I am trying to follow chapter 3 of Hands-On Machine Learning with Scikit-Learn and TensorFlow for classification of MNIST data. The command runs as follows in Jupyter notebook:
>>> from sklearn.datasets import fetch_openml
>>> mnist = fetch_openml('mnist_784', version=1)
>>> mnist.keys()
dict_keys(['data', 'target', 'feature_names', 'DESCR', 'details',
'categories', 'url'])
>>> X, y = mnist["data"], mnist["target"]
>>> X.shape
(70000, 784)
>>> y.shape
(70000,)
The following command throws error
>>> some_digit = X[0]
Error message:
---------------------------------------------------------------------------
KeyError Traceback (most recent call last)
~/anaconda3/lib/python3.7/site-packages/pandas/core/indexes/base.py in get_loc(self, key, method, tolerance)
3360 try:
-> 3361 return self._engine.get_loc(casted_key)
3362 except KeyError as err:
~/anaconda3/lib/python3.7/site-packages/pandas/_libs/index.pyx in pandas._libs.index.IndexEngine.get_loc()
~/anaconda3/lib/python3.7/site-packages/pandas/_libs/index.pyx in pandas._libs.index.IndexEngine.get_loc()
pandas/_libs/hashtable_class_helper.pxi in pandas._libs.hashtable.PyObjectHashTable.get_item()
pandas/_libs/hashtable_class_helper.pxi in pandas._libs.hashtable.PyObjectHashTable.get_item()
KeyError: 0
The above exception was the direct cause of the following exception:
KeyError Traceback (most recent call last)
<ipython-input-43-348a6e96ae02> in <module>
----> 1 some_digit = X[0]
~/anaconda3/lib/python3.7/site-packages/pandas/core/frame.py in __getitem__(self, key)
3456 if self.columns.nlevels > 1:
3457 return self._getitem_multilevel(key)
-> 3458 indexer = self.columns.get_loc(key)
3459 if is_integer(indexer):
3460 indexer = [indexer]
~/anaconda3/lib/python3.7/site-packages/pandas/core/indexes/base.py in get_loc(self, key, method, tolerance)
3361 return self._engine.get_loc(casted_key)
3362 except KeyError as err:
-> 3363 raise KeyError(key) from err
3364
3365 if is_scalar(key) and isna(key) and not self.hasnans:
KeyError: 0
It is hard for me understand what the actual error is as I have not come across similar one for such a simple assignment.

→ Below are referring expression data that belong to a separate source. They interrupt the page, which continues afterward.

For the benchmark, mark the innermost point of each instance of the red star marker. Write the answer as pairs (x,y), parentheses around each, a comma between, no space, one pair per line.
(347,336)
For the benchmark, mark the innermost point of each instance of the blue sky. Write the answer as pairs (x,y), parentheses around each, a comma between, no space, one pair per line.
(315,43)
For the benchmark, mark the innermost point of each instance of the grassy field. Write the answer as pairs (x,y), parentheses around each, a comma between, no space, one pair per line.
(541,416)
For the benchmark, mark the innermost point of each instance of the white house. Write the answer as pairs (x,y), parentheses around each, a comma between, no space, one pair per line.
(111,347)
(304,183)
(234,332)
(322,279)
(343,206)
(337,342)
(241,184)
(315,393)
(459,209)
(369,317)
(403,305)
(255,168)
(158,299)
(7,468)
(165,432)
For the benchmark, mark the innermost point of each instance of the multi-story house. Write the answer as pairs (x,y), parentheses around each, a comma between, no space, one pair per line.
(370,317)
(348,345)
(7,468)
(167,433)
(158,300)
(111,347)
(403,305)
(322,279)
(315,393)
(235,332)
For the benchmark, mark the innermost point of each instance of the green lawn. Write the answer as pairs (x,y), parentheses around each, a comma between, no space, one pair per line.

What is causing the issue?
CodePudding user response:
X
is a dataframe so if you use X[0]
, it means you are looking for a column named "0". If you want the first row (index) of your dataframe, you have to use .loc
or .iloc
. In your case both methods are equivalent (only) because the index is numeric, start from 0 and continuous:
# Extract the first row as a Series
>>> X.loc[0]
pixel1 0.0
pixel2 0.0
pixel3 0.0
pixel4 0.0
pixel5 0.0
...
pixel780 0.0
pixel781 0.0
pixel782 0.0
pixel783 0.0
pixel784 0.0
Name: 0, Length: 784, dtype: float64
# Extract a pixel by label
>>> X.loc[0, 'pixel7']
0.0
# Extract the same pixel by position
>>> X.iloc[0, 6]
0.0
Update
Probably iloc would be more appropriate here
If you want to use iloc
, prefer use numpy
instead of pandas
and convert data
and target
columns as array:
X, y = mnist["data"].to_numpy(), mnist["target"].to_numpy()